Code Quality Automation

The project includes pre-commit hooks that automatically run code quality checks and formatting on every commit:

  • Automatic setup: Pre-commit hooks are already installed and configured in the repository
  • What it does: Automatically formats code (Ruff), checks code quality, and detects common issues
  • Usage:
    • Hooks run automatically on git commit
    • Manual run: pre-commit run --all-files
    • Skip hooks (not recommended): git commit --no-verify
  • Benefits: Ensures consistent code style, catches issues early, reduces manual formatting work

📖 For detailed information about all pre-commit tools and their configuration, see docs/pre-commit-tools.md

If hooks fail during commit, fix the reported issues, stage the changes (git add .), and commit again.

Advanced Topics

Reveal some data during your programs

First and foremost, it is important to emphasize that revealing data in plaintext is a risky operation. You must be fully aware of the potential data leakage risks associated with this action. If you still need to reveal some data from the SPU, you can use the sml_reveal function defined in sml/utils/utils.py, which allows you to reveal one or more arrays as plaintext.

How to use the revealed values

Note that the data revealed in your program will still be in the form of arrays, and you must ensure that your program remains fully jitable. Therefore, you cannot use standard Python control flow statements (such as if-else or while loops); instead, you should use JAX's control flow constructs.

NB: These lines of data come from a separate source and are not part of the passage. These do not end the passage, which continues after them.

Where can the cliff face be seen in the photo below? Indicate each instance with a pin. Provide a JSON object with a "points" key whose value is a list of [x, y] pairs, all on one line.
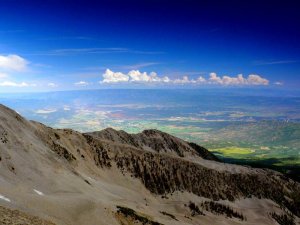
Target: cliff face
{"points": [[155, 141], [73, 178]]}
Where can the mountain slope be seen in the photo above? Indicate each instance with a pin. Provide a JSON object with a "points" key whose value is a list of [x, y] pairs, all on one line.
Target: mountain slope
{"points": [[111, 177]]}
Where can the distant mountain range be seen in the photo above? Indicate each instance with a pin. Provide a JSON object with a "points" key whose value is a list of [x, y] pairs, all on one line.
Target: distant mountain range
{"points": [[64, 177]]}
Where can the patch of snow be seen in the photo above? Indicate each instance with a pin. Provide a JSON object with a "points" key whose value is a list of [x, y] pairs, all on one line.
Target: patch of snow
{"points": [[4, 198], [38, 192]]}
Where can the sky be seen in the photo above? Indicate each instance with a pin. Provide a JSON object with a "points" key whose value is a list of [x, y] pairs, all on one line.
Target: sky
{"points": [[65, 45]]}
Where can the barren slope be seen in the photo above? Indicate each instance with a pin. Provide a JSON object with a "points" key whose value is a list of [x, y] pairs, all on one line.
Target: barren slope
{"points": [[65, 177]]}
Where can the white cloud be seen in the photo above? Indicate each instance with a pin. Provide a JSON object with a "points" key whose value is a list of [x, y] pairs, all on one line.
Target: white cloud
{"points": [[52, 85], [254, 79], [3, 75], [13, 63], [278, 83], [183, 80], [81, 83], [112, 77], [143, 77], [213, 78], [14, 84]]}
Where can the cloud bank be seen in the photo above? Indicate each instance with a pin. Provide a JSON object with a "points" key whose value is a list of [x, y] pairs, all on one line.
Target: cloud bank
{"points": [[135, 76], [13, 63]]}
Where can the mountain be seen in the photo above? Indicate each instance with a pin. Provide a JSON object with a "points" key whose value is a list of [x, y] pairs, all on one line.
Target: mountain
{"points": [[63, 177]]}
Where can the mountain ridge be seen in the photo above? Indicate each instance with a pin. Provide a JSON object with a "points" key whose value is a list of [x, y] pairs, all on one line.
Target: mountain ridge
{"points": [[54, 169]]}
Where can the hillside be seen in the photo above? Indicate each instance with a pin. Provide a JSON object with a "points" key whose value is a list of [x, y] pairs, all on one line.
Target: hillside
{"points": [[63, 177]]}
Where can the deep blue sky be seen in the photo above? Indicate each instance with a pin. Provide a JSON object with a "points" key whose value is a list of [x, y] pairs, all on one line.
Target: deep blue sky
{"points": [[64, 42]]}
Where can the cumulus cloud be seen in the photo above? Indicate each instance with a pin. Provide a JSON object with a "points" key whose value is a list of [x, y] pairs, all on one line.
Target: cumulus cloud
{"points": [[52, 85], [132, 76], [14, 84], [13, 63], [143, 77], [278, 83], [253, 79], [112, 77], [81, 83], [3, 75]]}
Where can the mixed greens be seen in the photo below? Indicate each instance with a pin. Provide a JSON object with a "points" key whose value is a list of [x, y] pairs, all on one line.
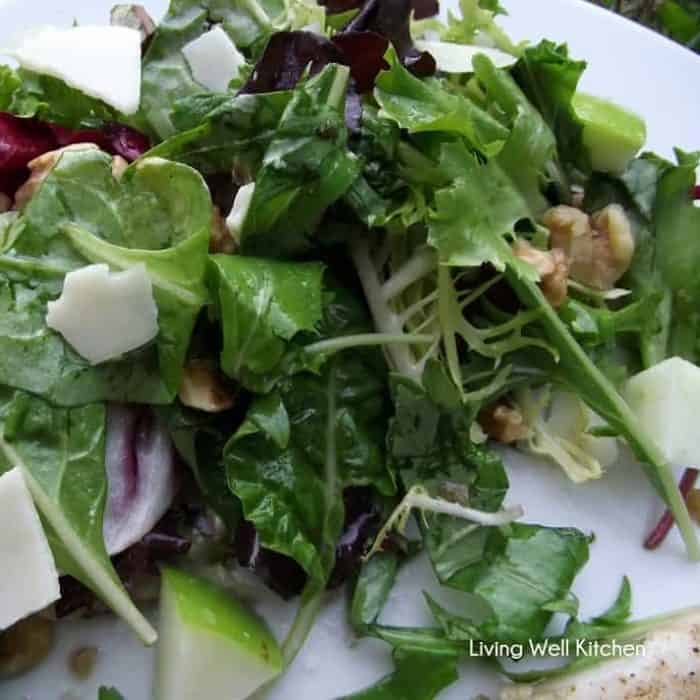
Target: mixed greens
{"points": [[365, 262]]}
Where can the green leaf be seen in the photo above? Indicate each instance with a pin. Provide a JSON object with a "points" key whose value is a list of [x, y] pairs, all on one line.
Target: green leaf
{"points": [[159, 214], [425, 105], [338, 421], [531, 144], [676, 225], [416, 677], [61, 455], [549, 78], [615, 616], [199, 439], [374, 583], [220, 133], [524, 569], [109, 694], [263, 305], [576, 371], [166, 76], [306, 168], [28, 94], [477, 22], [474, 216]]}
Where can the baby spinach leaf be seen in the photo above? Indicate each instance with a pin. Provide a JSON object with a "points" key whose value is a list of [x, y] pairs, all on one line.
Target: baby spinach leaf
{"points": [[425, 105], [576, 371], [416, 677], [166, 76], [306, 168], [109, 694], [159, 215], [61, 455], [475, 214], [199, 439], [263, 304], [221, 133], [278, 462], [523, 569], [617, 615], [531, 145], [376, 579]]}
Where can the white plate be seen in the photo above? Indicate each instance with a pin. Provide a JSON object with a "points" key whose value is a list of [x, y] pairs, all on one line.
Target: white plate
{"points": [[636, 68]]}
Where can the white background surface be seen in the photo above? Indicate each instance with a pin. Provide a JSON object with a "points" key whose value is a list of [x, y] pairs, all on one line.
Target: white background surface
{"points": [[637, 69]]}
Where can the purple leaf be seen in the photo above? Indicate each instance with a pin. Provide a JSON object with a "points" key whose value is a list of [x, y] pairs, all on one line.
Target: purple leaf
{"points": [[141, 474], [421, 8], [22, 140], [392, 19], [285, 59]]}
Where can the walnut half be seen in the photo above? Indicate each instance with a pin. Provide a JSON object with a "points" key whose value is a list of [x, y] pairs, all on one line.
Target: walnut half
{"points": [[552, 266], [503, 423], [204, 388], [599, 248]]}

CASE 1: Conditional judgment on revealed data

def reveal_func_single(x):
   # We assume the input `x` is an 1-d array
    y = jnp.log(x)
    # reveal single value
    xx = sml_reveal(x)

    # x is 1-d array, so we fetch the first element
    pred = xx[0] > 0

    def true_branch(xx):
        return jnp.log(xx), True

    def false_branch(xx):
        return jnp.log(-xx), False

    # use jax.lax.cond to replace if-else
    yy, preds = jax.lax.cond(pred, true_branch, false_branch, xx)

    return y, yy, preds

CASE 2: Use revealed data to determine while loop exit

def reveal_while_loop(x):
    y = sml_reveal(jnp.max(x))

    def cond_fun(carry):
        _, y = carry
        # jnp.max return 0-dim array, so we can fetch y directly
        return y > 3

    def body_fun(carry):
        x, _ = carry
        new_x = x - 1
        new_y = sml_reveal(jnp.max(new_x))
        return new_x, new_y

    x, _ = jax.lax.while_loop(cond_fun, body_fun, (x, y))

    return x

For concrete usage of the two examples above, please refer to tests/utils/reveal_test.py.

Finally, in sml/linear_model/logistic.py, we have also implemented a simple early stopping mechanism based on parameter changes (as a practical application of while_loop). This allows for more efficient logistic model training by revealing only a few bits, which can be considered to have very limited information leakage.